The concerts will also feature a new production set-up with Sheeran’s staging in the round, surrounded by the crowd in each stadium, potentially upping capacities. Previous tours have seen Sheeran perform solo with a loop pedal.

“They’ve changed up the offering, so there’s definitely a feeling that they’re doing something different, that it’s not just re-touring the old show with new songs,” says Ollier. “So there is definitely going to be a progression in production.”

“This time, we’ve made our ticketing 100% digital, which we think is going to be the future”

The ÷ tour was also notable for its aggressive campaign against the secondary market, and the upcoming tour will use specially developed mobile digital ticketing technology, which have safeguards in place “to ensure genuine fans are buying genuine tickets and to stop unofficial secondary ticketing sites, and unofficial ticket sellers, from being able to resell tickets at inflated prices and rip off fans”.

“This time, we’ve made our ticketing 100% digital, which we think is going to be the future,” says Ollier. “The ticketing companies have been fantastic in working with us – we’ve put quite a lot of pressure on them during a pandemic to develop their apps and the mechanisms that we need in place.

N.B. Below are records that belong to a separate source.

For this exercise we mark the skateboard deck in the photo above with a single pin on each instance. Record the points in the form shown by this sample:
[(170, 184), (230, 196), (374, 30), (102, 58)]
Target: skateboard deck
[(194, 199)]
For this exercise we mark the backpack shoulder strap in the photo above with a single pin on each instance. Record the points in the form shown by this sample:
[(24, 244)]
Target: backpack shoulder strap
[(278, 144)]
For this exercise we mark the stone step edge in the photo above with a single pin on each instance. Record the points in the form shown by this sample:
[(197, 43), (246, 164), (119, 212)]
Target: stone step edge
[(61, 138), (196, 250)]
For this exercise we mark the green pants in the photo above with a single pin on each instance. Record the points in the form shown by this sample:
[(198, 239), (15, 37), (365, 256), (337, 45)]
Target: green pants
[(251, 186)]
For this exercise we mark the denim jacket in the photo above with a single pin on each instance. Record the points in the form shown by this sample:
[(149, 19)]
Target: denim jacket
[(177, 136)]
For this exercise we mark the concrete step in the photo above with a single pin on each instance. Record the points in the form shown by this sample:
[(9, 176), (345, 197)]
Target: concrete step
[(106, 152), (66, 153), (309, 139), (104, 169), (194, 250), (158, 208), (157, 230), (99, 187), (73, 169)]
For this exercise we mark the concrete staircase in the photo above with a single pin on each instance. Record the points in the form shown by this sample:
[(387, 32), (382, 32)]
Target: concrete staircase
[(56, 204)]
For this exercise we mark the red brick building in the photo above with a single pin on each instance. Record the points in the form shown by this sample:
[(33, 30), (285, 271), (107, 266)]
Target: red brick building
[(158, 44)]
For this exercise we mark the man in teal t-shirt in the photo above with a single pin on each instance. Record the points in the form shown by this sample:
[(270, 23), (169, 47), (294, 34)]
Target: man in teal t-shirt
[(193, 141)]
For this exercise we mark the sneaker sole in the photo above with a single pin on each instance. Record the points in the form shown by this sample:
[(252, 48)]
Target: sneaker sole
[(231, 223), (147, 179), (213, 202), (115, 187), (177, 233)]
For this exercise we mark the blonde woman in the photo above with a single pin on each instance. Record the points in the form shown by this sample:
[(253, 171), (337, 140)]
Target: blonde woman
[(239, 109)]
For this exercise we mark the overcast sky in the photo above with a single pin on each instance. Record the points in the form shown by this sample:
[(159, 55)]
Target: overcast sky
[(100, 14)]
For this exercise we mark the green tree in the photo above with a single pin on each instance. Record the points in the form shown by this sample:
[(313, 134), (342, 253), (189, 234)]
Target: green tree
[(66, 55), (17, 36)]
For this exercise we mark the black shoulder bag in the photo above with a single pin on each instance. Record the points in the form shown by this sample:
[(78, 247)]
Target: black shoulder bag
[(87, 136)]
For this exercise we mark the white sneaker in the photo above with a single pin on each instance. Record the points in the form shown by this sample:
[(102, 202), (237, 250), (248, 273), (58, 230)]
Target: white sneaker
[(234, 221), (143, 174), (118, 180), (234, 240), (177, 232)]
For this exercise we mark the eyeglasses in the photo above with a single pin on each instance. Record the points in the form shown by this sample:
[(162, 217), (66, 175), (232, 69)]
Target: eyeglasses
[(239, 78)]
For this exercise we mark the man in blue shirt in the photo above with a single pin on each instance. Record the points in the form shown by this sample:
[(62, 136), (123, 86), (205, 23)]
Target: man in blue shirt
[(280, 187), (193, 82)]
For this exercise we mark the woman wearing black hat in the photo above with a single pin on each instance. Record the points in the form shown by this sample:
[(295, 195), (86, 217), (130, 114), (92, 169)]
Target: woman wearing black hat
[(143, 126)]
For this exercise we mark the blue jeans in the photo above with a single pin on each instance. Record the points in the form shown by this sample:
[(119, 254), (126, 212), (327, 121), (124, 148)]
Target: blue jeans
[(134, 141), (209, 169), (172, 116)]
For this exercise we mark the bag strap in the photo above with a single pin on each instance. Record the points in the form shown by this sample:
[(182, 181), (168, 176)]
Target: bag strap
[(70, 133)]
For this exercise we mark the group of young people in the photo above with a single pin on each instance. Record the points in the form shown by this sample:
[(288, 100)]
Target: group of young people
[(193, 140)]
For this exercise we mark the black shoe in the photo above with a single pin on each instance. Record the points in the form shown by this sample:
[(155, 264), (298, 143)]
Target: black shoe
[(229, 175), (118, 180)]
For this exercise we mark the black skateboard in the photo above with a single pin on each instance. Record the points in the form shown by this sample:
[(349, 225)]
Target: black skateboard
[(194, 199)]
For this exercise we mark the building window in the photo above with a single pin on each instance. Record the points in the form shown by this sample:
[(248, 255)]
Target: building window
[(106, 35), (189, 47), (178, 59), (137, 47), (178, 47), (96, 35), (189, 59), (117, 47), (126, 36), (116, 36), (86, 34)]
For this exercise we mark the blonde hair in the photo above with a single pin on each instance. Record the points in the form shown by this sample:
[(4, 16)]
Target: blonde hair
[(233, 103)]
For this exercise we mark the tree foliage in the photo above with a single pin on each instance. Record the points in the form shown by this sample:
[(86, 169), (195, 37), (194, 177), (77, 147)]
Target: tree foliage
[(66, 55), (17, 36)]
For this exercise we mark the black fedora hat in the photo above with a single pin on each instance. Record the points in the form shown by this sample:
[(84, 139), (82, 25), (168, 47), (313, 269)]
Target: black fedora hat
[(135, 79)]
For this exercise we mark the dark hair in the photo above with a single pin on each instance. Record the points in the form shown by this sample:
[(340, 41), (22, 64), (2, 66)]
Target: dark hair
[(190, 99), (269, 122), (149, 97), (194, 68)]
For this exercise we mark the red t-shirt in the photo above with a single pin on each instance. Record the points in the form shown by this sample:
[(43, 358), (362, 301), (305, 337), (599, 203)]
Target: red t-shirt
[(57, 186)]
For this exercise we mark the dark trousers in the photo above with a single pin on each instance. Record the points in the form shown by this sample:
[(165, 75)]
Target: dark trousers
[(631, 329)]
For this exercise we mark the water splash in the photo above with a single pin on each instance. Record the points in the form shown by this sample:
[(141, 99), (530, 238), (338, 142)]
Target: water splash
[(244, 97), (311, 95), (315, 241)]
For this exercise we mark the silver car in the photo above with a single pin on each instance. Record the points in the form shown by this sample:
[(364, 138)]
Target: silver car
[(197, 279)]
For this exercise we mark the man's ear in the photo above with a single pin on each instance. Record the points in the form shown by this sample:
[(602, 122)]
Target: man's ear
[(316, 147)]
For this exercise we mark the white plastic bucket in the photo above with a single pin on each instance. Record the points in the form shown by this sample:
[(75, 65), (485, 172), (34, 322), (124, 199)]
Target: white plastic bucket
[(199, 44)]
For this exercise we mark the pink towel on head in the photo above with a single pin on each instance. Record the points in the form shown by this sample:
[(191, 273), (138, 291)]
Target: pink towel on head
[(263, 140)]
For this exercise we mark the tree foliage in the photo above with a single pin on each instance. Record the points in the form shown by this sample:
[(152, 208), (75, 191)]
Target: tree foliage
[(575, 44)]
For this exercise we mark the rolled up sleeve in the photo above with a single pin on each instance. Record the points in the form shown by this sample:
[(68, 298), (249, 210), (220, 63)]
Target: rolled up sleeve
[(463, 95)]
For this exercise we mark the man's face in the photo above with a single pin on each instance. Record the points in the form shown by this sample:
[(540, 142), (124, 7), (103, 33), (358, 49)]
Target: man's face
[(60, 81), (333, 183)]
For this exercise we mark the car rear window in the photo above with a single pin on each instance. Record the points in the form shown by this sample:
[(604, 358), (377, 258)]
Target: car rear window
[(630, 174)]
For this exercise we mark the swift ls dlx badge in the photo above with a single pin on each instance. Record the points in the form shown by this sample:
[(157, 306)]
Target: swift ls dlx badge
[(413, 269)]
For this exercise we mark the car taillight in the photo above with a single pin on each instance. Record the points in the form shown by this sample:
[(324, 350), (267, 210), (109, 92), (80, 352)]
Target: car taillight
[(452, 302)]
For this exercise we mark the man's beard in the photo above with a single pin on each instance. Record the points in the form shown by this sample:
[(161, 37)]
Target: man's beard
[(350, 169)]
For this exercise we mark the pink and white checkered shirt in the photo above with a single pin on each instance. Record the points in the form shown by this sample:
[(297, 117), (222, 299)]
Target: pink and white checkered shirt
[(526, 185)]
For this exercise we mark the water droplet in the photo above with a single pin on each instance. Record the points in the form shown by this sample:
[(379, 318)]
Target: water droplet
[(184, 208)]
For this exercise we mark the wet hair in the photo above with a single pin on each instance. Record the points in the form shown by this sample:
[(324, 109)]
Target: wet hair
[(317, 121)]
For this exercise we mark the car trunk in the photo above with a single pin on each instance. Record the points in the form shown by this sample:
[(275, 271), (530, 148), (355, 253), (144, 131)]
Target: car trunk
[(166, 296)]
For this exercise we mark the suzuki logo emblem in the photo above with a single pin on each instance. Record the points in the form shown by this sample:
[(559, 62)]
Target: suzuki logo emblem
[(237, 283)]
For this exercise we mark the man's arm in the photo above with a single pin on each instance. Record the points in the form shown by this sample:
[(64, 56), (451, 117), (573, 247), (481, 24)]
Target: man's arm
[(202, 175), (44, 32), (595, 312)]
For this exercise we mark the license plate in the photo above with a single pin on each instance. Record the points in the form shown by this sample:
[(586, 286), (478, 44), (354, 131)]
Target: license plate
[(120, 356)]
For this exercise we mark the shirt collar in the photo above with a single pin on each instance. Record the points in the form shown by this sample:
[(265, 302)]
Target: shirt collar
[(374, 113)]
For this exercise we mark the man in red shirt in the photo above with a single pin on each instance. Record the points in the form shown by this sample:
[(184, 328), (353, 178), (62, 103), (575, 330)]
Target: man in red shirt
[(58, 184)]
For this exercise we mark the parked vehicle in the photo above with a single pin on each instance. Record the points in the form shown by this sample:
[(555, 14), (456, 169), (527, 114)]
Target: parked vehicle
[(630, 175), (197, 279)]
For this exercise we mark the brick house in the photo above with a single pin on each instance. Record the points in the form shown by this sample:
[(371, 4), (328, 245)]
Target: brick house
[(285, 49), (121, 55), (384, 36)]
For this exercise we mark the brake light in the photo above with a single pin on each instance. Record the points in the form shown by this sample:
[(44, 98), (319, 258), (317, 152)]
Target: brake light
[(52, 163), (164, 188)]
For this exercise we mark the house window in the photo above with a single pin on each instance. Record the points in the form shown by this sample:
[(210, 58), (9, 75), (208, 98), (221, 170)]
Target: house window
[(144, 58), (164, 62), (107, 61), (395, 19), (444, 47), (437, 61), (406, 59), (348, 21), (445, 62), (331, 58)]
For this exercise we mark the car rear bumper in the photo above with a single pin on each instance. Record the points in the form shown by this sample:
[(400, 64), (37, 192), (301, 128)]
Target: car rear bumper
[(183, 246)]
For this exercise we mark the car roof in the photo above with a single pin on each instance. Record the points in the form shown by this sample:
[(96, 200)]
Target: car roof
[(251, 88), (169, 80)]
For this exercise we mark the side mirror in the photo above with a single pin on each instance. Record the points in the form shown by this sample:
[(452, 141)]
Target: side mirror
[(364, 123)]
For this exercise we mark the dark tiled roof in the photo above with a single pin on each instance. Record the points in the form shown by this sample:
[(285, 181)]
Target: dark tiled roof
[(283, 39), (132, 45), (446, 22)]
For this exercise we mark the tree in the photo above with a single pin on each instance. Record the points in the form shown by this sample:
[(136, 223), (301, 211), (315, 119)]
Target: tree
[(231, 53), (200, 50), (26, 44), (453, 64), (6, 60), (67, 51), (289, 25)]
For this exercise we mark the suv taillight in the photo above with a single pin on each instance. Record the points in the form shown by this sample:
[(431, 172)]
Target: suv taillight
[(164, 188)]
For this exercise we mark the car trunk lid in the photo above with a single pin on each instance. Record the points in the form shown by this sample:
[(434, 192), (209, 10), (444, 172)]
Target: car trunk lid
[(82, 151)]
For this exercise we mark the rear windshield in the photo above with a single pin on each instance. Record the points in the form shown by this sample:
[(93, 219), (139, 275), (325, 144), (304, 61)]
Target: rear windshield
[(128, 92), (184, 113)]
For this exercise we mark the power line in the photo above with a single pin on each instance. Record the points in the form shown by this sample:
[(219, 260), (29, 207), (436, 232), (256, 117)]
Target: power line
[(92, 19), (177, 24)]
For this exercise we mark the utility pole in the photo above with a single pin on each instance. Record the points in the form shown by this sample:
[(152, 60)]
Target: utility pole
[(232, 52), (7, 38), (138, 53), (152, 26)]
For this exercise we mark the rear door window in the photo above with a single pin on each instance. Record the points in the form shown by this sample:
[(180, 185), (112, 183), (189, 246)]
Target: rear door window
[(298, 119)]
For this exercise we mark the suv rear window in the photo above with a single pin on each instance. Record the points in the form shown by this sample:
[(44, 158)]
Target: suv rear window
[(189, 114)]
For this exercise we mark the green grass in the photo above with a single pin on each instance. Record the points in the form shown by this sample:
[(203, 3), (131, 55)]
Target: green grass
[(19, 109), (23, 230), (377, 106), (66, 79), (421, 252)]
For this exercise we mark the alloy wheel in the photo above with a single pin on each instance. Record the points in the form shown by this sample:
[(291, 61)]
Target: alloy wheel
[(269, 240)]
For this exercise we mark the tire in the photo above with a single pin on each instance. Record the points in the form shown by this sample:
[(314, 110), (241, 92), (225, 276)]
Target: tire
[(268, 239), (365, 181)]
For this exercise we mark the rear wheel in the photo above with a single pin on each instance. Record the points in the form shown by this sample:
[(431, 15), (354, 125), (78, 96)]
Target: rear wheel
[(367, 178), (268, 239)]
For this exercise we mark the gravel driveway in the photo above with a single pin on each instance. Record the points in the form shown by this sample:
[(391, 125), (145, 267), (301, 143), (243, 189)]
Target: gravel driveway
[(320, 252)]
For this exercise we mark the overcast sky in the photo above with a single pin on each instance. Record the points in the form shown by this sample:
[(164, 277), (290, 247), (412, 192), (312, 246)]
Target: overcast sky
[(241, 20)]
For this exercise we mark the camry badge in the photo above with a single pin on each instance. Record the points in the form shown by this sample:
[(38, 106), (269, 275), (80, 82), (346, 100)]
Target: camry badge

“We hope that this time [the battle against unauthorised resale sites] is going to feel a lot more like it’s all happening in the background. Last time around, it had to play out in the media because no one was listening. But people are listening now, people are aware and at the table, trying to change laws, trying to move things forward.

“There is no reason why in a world full of technology, that we can’t lean on technology a little bit more so we will have all of the failsafes and backdrops that you’d expect us to have. But it’s all going to be delivered through a digital platform, through an app, which will make sure that people enter the venue with legitimate tickets.”

Ollier began his career at Helter Skelter, moving to Free Trade Agency in 2008, when he first began working with Sheeran. He moved to CAA as a senior agent in 2015 before launching One Fiinix in November 2020, taking with him a roster of acts including Sheeran, Anne-Marie, JC Stewart, Lauv and 2Cellos.